But that tumultuous week in Portugal – which included a historic 5-3 loss to Denmark – wasn’t the problem, Gulati said Monday. There were “underlying issues” that were both stylistic and personality-driven.

Sermanni guided the team to an unbeaten 2013 record, but more importantly gave young players – and previously uncapped veterans – chances that they previously didn’t get. He was willing to make changes consistently and try new pairings and formations.

And ultimately, that could be what cost him his job.

“Change can cause discontent, generally, of course,” on an individual level, Gulati said.

He says that there was no player uprising nor one specific event that led to Sermanni’s firing, and reiterated praise for Sermanni’s upstanding character.

“This isn’t a group of players coming and seeking us out.”

The U.S. women excelled under former coach Pia Sundhage, whose greatest trait was managing a group of superstars and maintaining just enough collective chemistry to make them all gel. Gulati reiterated that Sermanni is a “class guy.”

Sundhage was a free spirit, and there was a perception that players, on the whole, admired her as more than a coach, but a friend. There was camaraderie and chemistry. Sermanni is laid back as well, but in his own way.

“Tom does have a unique style and Pia’s is very different,” Gulati said. “What I would say is the demand both of all of us for the women’s program, and in some way of the women’s team itself, fits very well with certain styles and not so well with, perhaps, other styles.

“But that’s also individual players. It’s rare that everyone in a particular team finds a style that they buy into, but it’s important that they collectively buy into the direction and how you are moving forward, and we had some concerns there.”

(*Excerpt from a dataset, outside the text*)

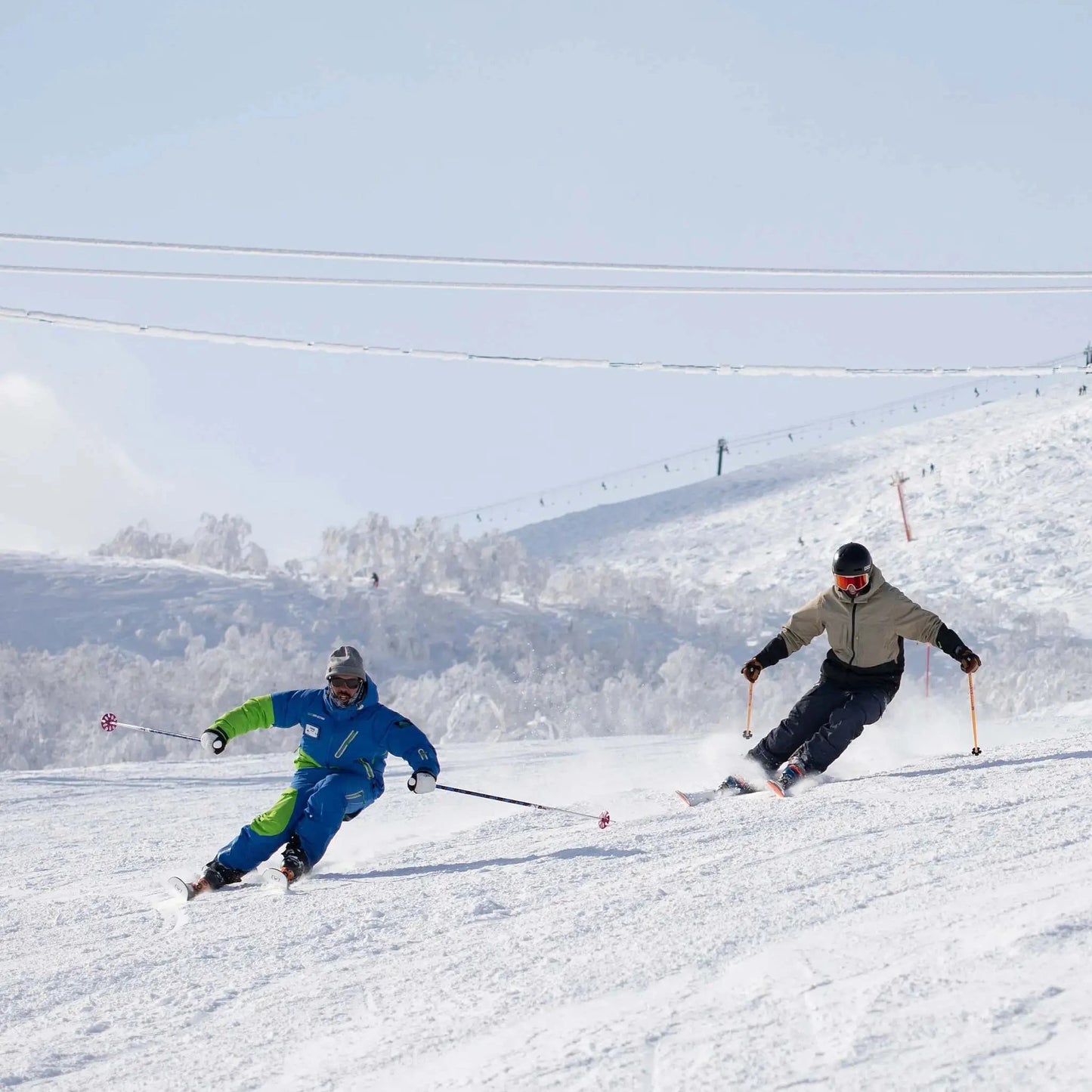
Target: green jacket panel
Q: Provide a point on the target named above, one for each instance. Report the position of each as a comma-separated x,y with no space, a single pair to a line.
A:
253,713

Somewhere along the line, though, the powers that be – Gulati, USSF CEO Dan Flynn, and at least some players – lost faith in Sermanni’s still-developing vision.

Sermanni’s implementation of new talent like 21-year-olds Crystal Dunn and Morgan Brian look like they will both pay immediate dividends at the 2015 World Cup and in several cycles to follow. One eye on winning now, one eye on development – that was the message when Sermanni was hired, and that was what, on the surface, he was doing.

“We wanted someone who could continue to guide the women’s national team at a high level and keep us at the right place internationally, which is right now at the top, and also to become involved in a broader scope on player development,” Gulati said on Oct. 31, 2012, when Sermanni was announced as the new U.S. coach.

Those comments came after a two-month search that involved over 30 qualified candidates.

Gulati on Monday didn’t deny that player development is always part of the job, regardless of who is coaching or when. The search for a new coach is already underway and could take several weeks or more. Just as she did when Sundhage left in 2012, Jill Ellis will serve as interim coach, starting Thursday when the U.S. plays China again in San Diego (11 p.m. ET, NBCSN & Live Extra).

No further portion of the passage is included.